8. The controller of claim 7, further comprising a calculation function that receives the downhill force from the grade load subsystem, determines a required braking force to offset the downhill force, and reports the required braking force to the braking subsystem.

9. The controller of claim 6, wherein the rimpull subsystem, to determine force at the drive wheel, determines torque at an output of a torque converter, determines a current gear setting to calculate axle torque and a gear ratio of the current gear setting and calculates rimpull using a known conversion of axle torque to rimpull force less rolling resistance.

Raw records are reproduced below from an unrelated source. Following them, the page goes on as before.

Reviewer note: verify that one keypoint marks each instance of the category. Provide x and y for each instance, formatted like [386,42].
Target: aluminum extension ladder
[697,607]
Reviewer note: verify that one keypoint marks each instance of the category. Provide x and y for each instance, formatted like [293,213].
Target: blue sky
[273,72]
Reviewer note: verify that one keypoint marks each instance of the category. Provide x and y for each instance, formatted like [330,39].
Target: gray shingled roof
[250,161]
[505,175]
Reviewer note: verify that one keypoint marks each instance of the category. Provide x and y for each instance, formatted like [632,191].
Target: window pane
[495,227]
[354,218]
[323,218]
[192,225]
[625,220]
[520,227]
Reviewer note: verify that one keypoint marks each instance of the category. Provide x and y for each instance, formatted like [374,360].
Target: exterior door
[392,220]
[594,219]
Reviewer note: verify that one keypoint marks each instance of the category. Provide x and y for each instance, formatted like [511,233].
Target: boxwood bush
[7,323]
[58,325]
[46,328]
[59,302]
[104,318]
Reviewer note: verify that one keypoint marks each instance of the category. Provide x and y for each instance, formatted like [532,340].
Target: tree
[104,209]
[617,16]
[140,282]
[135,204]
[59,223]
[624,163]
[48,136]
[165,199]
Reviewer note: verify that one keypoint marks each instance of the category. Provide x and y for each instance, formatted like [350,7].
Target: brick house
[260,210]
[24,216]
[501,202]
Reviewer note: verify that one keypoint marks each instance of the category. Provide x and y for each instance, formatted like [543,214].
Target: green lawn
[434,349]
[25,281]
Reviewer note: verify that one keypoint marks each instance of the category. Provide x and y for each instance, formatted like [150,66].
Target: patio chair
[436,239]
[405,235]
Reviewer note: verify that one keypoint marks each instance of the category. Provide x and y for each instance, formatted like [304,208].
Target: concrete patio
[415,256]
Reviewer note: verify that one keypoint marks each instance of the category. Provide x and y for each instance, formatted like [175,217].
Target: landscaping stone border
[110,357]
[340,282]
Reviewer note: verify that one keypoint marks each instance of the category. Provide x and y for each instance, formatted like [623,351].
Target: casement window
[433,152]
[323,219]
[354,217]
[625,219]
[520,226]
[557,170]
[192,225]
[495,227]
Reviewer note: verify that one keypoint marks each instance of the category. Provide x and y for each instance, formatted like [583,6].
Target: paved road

10. The controller of claim 6, wherein the grade load subsystem includes:

a first input that receives data used to calculate an angle of the vehicle;

a second input that receives a signal corresponding to payload weight; and

a calculation function that adds a vehicle weight to the payload weight and calculates the downhill force on the vehicle using the data from the inclinometer.

11. A method of providing a hill brake in a vehicle comprising:

determining that the vehicle is on an incline;

determining that the vehicle is stopped;

determining that the vehicle is configured for uphill propulsion;

calculating a grade load on the vehicle;

calculating a braking force approximately equal to the grade load;

applying the braking force via a braking system in the vehicle;

sensing release of a brake pedal;

after sensing release of the brake pedal and until a trigger event is reached: calculating a rimpull at a drive wheel of the vehicle; and reducing the braking force corresponding to an increase in rimpull; and

upon reaching the trigger event, releasing the braking force.

12. The method of claim 11, wherein the trigger event is expiration of a timeout period.

13. The method of claim 11, wherein the trigger event is the rimpull greater than the grade load.

14. The method of claim 11, wherein the trigger event is uphill motion of the vehicle.

15. The method of claim 11, wherein the trigger event is uphill rotation of the drive wheel.

16. The method of claim 11, wherein calculating the grade load comprises:

determining a payload weight;

adding the payload to a known vehicle weight to develop a gross vehicle weight;

determining a vehicle angle; and

computing the grade load as a mathematical function of the vehicle angle and the gross vehicle weight.

17. The method of claim 11, further comprising:

converting the required braking force to a braking pressure required to generate the required braking force using a predetermined mapping function; and

applying the braking pressure.

18. The method of claim 17, wherein applying the braking pressure comprises activating a brake control valve with an electrical current value corresponding to the required braking pressure.

19. The method of claim 11, wherein calculating the rimpull comprises:

measuring electrical motor torque; and

converting the electrical motor torque to rimpull using drivetrain and wheel characteristics.

20. The method of claim 11, wherein reducing the braking pressure corresponding to the rimpull comprises adjusting the braking force to be approximately equal to the grade load minus the rimpull.